Compared to other sports, baseball players tend to get big contracts but few endorsements. The reasons for this are complicated: according to Zach Bergson of BusinessJournalism.org, it involves “globalization, the localization of baseball, TV ratings and much more”. In 2013, James made more from endorsements than the Major League Baseball’s top 10 players combined. James, Woods, Jordan, and Manning are ambassadors of sports that have significant domestic and global audiences, and their big endorsement deals reflect this truth.
Ironically, it was a baseball player, who was the first athlete who got an endorsement. Tobacco companies were among the first to get permission of select baseball players to create cards to help sell their products. Honus Wagner agreed to lend his name to sell cigarette and tobacco products, but later recanted because he didn’t want kids to buy tobacco to get his baseball card. Because he changed his mind, few cards were created, which made it a prized piece of baseball memorabilia. How prized? The last card sold in 2016 went for $3.2 million.
From Tobacco to Wheaties
Baseball’s relationship with Wheaties began in the 1934 with Lou Gehrig the first person, athlete or otherwise, to grace the iconic cereal box cover. The relationship has continued ever since, with expansion into other sports, and has featured female athletes.

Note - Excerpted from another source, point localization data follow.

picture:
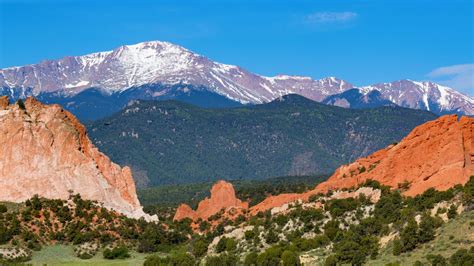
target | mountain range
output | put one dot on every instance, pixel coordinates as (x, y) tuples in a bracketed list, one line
[(170, 142), (99, 84)]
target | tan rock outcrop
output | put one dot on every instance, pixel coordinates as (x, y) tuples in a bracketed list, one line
[(222, 197), (45, 150)]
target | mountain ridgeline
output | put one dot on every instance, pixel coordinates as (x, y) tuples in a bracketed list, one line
[(170, 142)]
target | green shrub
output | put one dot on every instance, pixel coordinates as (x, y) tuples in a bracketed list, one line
[(119, 252), (397, 247), (21, 104), (452, 212)]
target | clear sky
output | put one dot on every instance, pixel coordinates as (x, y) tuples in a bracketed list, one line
[(362, 42)]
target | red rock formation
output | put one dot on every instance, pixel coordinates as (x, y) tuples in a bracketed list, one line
[(222, 197), (44, 150), (438, 154)]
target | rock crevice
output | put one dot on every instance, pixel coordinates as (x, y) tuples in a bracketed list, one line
[(45, 150)]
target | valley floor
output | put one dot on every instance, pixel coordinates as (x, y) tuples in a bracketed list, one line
[(64, 255)]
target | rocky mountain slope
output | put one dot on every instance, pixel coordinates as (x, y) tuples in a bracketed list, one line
[(438, 154), (153, 70), (222, 197), (356, 99), (424, 95), (45, 150), (167, 142)]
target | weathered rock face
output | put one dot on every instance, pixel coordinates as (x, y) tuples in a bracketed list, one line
[(437, 154), (222, 197), (44, 150)]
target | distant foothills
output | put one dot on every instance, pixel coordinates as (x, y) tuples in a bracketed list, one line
[(97, 85), (171, 142)]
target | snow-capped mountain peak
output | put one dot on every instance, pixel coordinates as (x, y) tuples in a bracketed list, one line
[(164, 63), (425, 95)]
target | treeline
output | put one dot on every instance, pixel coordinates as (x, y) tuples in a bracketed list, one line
[(253, 191)]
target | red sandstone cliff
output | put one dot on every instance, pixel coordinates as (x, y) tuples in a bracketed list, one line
[(438, 154), (44, 150), (222, 197)]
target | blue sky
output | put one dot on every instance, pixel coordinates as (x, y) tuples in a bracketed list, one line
[(362, 42)]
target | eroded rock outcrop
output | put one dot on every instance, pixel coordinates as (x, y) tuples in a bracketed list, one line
[(222, 197), (437, 154), (45, 150)]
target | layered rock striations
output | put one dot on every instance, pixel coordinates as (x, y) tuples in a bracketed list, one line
[(222, 198), (438, 154), (45, 150)]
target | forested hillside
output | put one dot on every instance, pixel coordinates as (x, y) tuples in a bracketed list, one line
[(171, 142)]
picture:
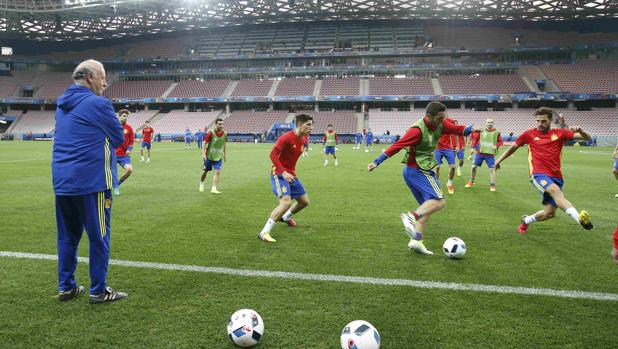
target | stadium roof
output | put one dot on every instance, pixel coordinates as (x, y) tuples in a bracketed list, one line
[(101, 19)]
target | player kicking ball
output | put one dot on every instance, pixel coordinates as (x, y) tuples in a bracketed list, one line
[(285, 185), (545, 149)]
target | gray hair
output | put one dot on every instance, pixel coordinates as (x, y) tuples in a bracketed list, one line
[(89, 66)]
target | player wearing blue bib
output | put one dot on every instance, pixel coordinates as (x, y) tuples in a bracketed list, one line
[(368, 140), (187, 139), (359, 140)]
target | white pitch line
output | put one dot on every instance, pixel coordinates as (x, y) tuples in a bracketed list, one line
[(527, 291)]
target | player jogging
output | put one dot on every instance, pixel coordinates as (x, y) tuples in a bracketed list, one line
[(330, 144), (446, 149), (147, 133), (214, 154), (368, 140), (544, 158), (123, 152), (285, 185), (486, 143), (420, 142), (358, 140)]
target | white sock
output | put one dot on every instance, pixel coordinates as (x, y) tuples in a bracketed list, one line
[(571, 211), (529, 220), (268, 226), (286, 217)]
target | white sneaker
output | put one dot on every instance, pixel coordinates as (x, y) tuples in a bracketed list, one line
[(419, 247), (410, 224)]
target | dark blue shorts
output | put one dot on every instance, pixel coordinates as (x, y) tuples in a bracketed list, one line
[(209, 165), (282, 188), (123, 160), (541, 182), (449, 154), (479, 158), (423, 184)]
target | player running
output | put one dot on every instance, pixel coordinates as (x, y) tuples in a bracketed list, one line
[(330, 144), (544, 158), (147, 133), (214, 154), (286, 186), (446, 149), (123, 152), (358, 140), (187, 139), (420, 143), (486, 143), (368, 140)]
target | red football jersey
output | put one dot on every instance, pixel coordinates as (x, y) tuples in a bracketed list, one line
[(147, 134), (129, 137), (545, 150), (286, 152)]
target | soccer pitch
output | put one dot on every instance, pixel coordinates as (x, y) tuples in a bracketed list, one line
[(350, 229)]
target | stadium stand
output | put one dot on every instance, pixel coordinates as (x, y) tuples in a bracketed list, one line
[(137, 89), (340, 87), (344, 121), (200, 88), (36, 121), (385, 86), (295, 87), (252, 87), (482, 84), (253, 122), (176, 121), (600, 122), (593, 76), (137, 119)]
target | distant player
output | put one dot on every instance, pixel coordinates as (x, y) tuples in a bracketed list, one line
[(147, 133), (461, 148), (368, 140), (123, 152), (330, 144), (446, 149), (358, 140), (420, 142), (214, 154), (286, 186), (487, 143), (187, 139), (544, 157), (615, 171), (199, 138)]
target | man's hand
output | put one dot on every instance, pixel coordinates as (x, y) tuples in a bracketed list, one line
[(288, 177)]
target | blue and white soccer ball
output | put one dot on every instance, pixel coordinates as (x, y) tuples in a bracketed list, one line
[(245, 328), (454, 248), (360, 334)]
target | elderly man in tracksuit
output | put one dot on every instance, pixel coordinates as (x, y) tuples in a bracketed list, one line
[(87, 131)]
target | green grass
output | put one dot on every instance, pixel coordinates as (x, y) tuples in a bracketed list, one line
[(350, 228)]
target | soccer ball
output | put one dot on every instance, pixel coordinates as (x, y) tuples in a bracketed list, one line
[(245, 328), (360, 334), (454, 248)]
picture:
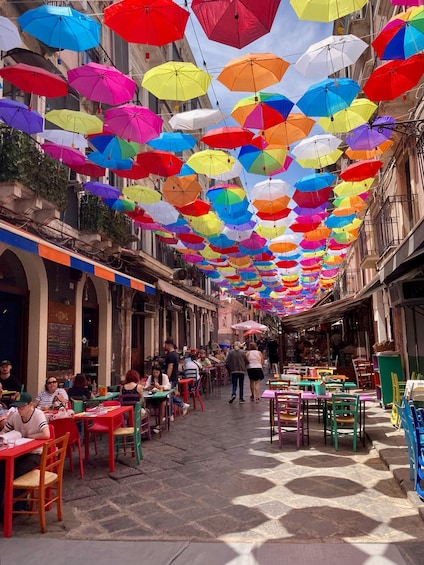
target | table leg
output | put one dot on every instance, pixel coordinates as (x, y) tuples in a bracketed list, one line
[(8, 495)]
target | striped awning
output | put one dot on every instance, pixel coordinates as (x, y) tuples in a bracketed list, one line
[(16, 237)]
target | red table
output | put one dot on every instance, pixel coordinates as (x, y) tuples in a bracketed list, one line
[(109, 419), (9, 455), (185, 383)]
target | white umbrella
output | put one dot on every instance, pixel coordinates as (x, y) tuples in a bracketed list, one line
[(329, 55), (63, 137), (250, 325), (9, 35), (196, 119), (316, 146)]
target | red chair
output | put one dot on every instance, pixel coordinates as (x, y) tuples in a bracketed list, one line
[(61, 428)]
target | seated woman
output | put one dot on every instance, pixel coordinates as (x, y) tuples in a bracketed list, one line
[(158, 381), (52, 396), (79, 390)]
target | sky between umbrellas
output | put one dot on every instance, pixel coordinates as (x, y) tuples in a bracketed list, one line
[(282, 255)]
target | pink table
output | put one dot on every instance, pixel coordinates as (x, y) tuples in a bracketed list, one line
[(9, 454)]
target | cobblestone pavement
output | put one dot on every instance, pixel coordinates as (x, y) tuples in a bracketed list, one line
[(215, 477)]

Wheaties, which started in Minnesota in the 1920s, increased their popularity through the sponsorship of baseball broadcasting, and included athlete testimonials, which make their famous tagline – breakfast of champions – even more impactful. Once they printed images of athletes on their boxes, the Wheaties cereal box became a part of American culture and was even a signal to an athlete that they had arrived. Click here to see other vintage Wheaties boxes.
Baseball was “king” during these years, but other sports have emerged to compete for our attention and our dollars. Baseball’s highest paid players, as reported by Forbes, might have amazing contracts, but are not valued as product spokesmen because they are known regionally, not so much globally. Los Angeles Dodgers’ pitcher Clayton Kershaw is the highest paid player in the MLB at $32 million. To compare, the latest statistics of the highest paid athlete endorsers from 2016 show David Ortiz, now retired, is rated #46 with $6 million in endorsements; Kershaw comes in at #70 with only $800,000.
The new endorsement baseball star is Bryce Harper of the Washington Nationals, who signed a 10-year deal with Under Armour. While the contract details have not been made public, it is still unlikely to put Harper near the top of the endorser list. Who is number one? Just some tennis player named Roger Federer, who made a cool $60 million in 2016. For now, baseball players will have to continue to go for those large contracts and look at endorsements as the “cherries on top”.